Two previous studies were performed to detect the possible role of MCs in STs development. In the first study by Zaher, et al.,[1] 30 participants with STs were divided into 15 nondiabetics and 15 diabetics. Three biopsies were obtained from each participant: A large ST, a small ST, and adjacent normal skin. The MC count in ST lesions was significantly higher than that in normal adjacent skin in both groups with no statistically significant difference, suggesting an important role of MCs in the pathogenesis of STs.[1] Similarly, we found a significantly higher level of MC count in STs, compared to control skin taken from diabetics, prediabetics or normoglycemic patients. However, the median count of MC in STs in our study was higher than that in the Zaher, et al. study. This finding proves a more beneficial value of using staining for tryptase rather than toluidine blue stain for MC identification, in addition to confirming the importance of MC involvement in the pathogenesis of STs. Another study by El Safoury et al.[30] was conducted to perform quantitation of MCs and collagen fibers in STs and normal skin in 15 diabetics and 15 nondiabetics. Three biopsies were obtained from one anatomical site: A large ST, a small ST, and adjacent normal skin. Each section was stained with Bismarck brown stain for MCs and Masson's trichrome stain for collagen fibers. In contrast to our results, they found the MC count to be higher in diabetic than nondiabetic participants (except in large STs of the nondiabetic group).[30] This difference may be due to use of different stains which affect MC counts.

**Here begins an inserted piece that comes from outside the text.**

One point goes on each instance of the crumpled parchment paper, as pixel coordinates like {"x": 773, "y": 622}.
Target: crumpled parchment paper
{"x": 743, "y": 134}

Antihistamines are proven to have a role in symptom relief in some fibrotic disorders as porphyria cutanea tarda,[31] scleroderma and keloids.[32] In addition, cromolyn sodium, a mast cell stabilizer, is the only FDA approved medicine for treatment of mastocytosis.[33] Thus, antihistamines and MC stabilizers may be beneficial in treatment and/or prevention of STs, associated with large number of MCs, for future clinical trials.

In conclusion, STs seem to be related to obesity as all our cases showed abnormally increased BMI and hypertriglyceridemia. The presence of MCs in all examined STs, regardless of DM, or hypercholesterolemia, points to the possible crucial role of MCs in the etiogenesis of STs probably by its interaction with fibroblasts and keratinocytes through its mediators (particularly MC tryptase). MC tryptase expression is a reliable method for accurate MC counting in tissue sections, and its increase in STs further supports its contribution to the disease pathogenesis. MC counts in STs correlate with the main associated factors of the condition; obesity represented by BMI and hypertriglyceridemia.

What is new?

1. STs are related to obesity as evidenced by high BMI and hypertriglyceridemia.

2. MCs have a crucial role in ST pathogenesis, via in-part - tryptase expression.3. MC count in STs correlates with BMI and triglycerides.